Rick Barnes brought Dalton Knecht to Tennessee for offense, but he couldn’t do it alone in the Elite Eight
By Josh Yourish
Defense has never been the issue for a Rick Barnes-coached team, but for years, with Texas and Tennessee, Barnes has struggled to get enough scoring in March. It’s the biggest reason he hasn’t been back to the Final Four since taking the Longhorns there in 2003. It’s something he tried to solve by adding Dalton Knecht through the transfer portal, but even with 37 points on 14-31 shooting from the Naismith Player of the Year Finalist, the Volunteers failed to reach 70 points in the 72-66 Elite Eight loss to Purdue.
Knecht’s teammates went just 10-31 from the field and no other Volunteer scored in double-digits. It wasn’t Barnes’s plan to become one-dimensional on the offensive end, but as Purdue head coach Matt Painter put it, it’s not a bad idea to give a player like that the ball.
“I thought it's smart on their part. Someone got a hot hand, go to him. Why not? If you had to pick someone off their team that you want to get shots for, he'd be the one,” Painter said postgame, praising his counterpart’s in-game decision-making. “Then when you look back on things, you're like this guy took the most shots, this guy took the most shots. They needed a little more balance, but at the end of the day, when something's not working, why not stay with it? I thought it made sense to stay with him and keep going.”
From the outside, it’s easy to say that a more balanced attack could have kept Tennessee’s season alive, but without Knecht’s effort and Tennessee's willingness to feed its best player, it could have been even worse. Shots weren’t falling for the rest of the team and when that’s the case, well, Knecht came from Northern Colorado to Knoxville for a reason.
“We go into games looking for balance, but if guys aren’t getting it done, we have a guy that we can rely on,” Barnes told reporters postgame. “Do you want that? We really don’t, but when he gets it going, we want him to do what he does and our players understand that.”
The transfer portal can be a great thing, it can add a missing piece like Knecht that can propel a team to the Elite Eight, but continuity, in many cases, is even better. Purdue has built its team around Edey for four years, Knecht only became the centerpiece of Tennessee mid-way through this season.
Edey had it going just as well as Knecht did, finishing with 40 points. Though Purdue rarely seemed one-dimensional. Fletcher Loyer added 14 points, though he needed 12 shots to do it, and Braden Smith finished with nine points, seven assists, and seven rebounds.

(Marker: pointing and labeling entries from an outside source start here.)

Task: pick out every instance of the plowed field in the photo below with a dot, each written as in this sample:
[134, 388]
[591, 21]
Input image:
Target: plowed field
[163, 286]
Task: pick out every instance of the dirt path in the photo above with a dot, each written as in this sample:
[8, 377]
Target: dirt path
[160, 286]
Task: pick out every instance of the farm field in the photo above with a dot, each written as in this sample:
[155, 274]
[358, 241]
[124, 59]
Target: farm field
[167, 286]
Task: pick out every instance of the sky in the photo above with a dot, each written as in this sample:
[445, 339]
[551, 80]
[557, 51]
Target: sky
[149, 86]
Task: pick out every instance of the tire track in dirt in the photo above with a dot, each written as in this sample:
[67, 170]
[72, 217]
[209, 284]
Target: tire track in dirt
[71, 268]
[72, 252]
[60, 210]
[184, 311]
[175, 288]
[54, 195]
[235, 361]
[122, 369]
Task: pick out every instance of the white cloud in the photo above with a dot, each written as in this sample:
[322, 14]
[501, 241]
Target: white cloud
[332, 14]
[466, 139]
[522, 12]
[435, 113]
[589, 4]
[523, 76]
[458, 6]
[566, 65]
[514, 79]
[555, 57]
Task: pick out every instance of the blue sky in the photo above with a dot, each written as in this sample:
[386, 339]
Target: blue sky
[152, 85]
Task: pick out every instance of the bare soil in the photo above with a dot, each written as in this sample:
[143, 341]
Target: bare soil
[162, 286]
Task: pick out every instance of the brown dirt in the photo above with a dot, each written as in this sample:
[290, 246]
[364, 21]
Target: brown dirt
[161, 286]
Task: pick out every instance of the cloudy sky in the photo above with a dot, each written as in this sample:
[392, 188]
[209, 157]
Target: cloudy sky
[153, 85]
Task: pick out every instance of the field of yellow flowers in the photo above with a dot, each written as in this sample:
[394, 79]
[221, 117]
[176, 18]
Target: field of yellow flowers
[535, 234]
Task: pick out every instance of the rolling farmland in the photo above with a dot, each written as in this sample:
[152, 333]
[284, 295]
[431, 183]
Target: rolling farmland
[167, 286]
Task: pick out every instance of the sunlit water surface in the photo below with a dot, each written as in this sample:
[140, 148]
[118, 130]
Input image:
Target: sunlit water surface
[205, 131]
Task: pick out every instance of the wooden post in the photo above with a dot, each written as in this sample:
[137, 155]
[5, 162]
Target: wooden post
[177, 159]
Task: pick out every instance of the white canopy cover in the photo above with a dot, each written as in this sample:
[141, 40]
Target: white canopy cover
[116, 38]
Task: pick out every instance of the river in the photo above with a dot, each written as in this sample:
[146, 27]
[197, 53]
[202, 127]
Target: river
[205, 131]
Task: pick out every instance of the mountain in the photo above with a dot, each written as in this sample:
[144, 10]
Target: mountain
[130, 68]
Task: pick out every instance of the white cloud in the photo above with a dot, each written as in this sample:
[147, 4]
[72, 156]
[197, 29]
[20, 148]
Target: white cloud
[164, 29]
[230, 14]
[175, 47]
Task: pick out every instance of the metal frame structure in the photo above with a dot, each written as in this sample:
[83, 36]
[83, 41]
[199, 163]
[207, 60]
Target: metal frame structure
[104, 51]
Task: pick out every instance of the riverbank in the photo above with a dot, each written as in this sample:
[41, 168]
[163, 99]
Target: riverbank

The team that has been together for two years knew how to respond when its best player took over the game, they knew what he needed, how to get shots, and most importantly how to get him the ball, Tennessee did not.
“All the baskets we got and all the looks we got, we knew how they were going to come. We knew how they were going to get kicked out to us or on the break going and getting them,” Loyer said postgame. “Everything we've seen, it's a credit to our coaches showing us the film, showing us where we're going to get our baskets, and having us prepare and be ready for it.”
Tennessee on the other hand, looked to Knecht to solve all its problems on the offensive end, and in a head-to-head contest with the two-time National Player of the Year, that’s a lot to ask.
Dalton Knecht was incredible in the Elite Eight, he was everything Rick Barnes hoped he’d be and more. The rest of Barnes’s group, the players who have been in Knoxville for four and five years at least on the offensive end, weren’t enough. Matt Painter has seen this exact problem before and the good news is he has a solution.
“We don't need to change everything. But we do need to make some subtle changes,” Painter said of his group’s past tournament disappointments. Later adding, “We've played more offensive guys. We have more skill that is out there.”
Multiple times in the postgame, Painter talked about how he has prioritized getting more skilled players on the floor, and the addition of Knecht has signaled a shift in that direction for Barnes as well. However, as Barnes learned in the most painful possible way, it takes more than just one.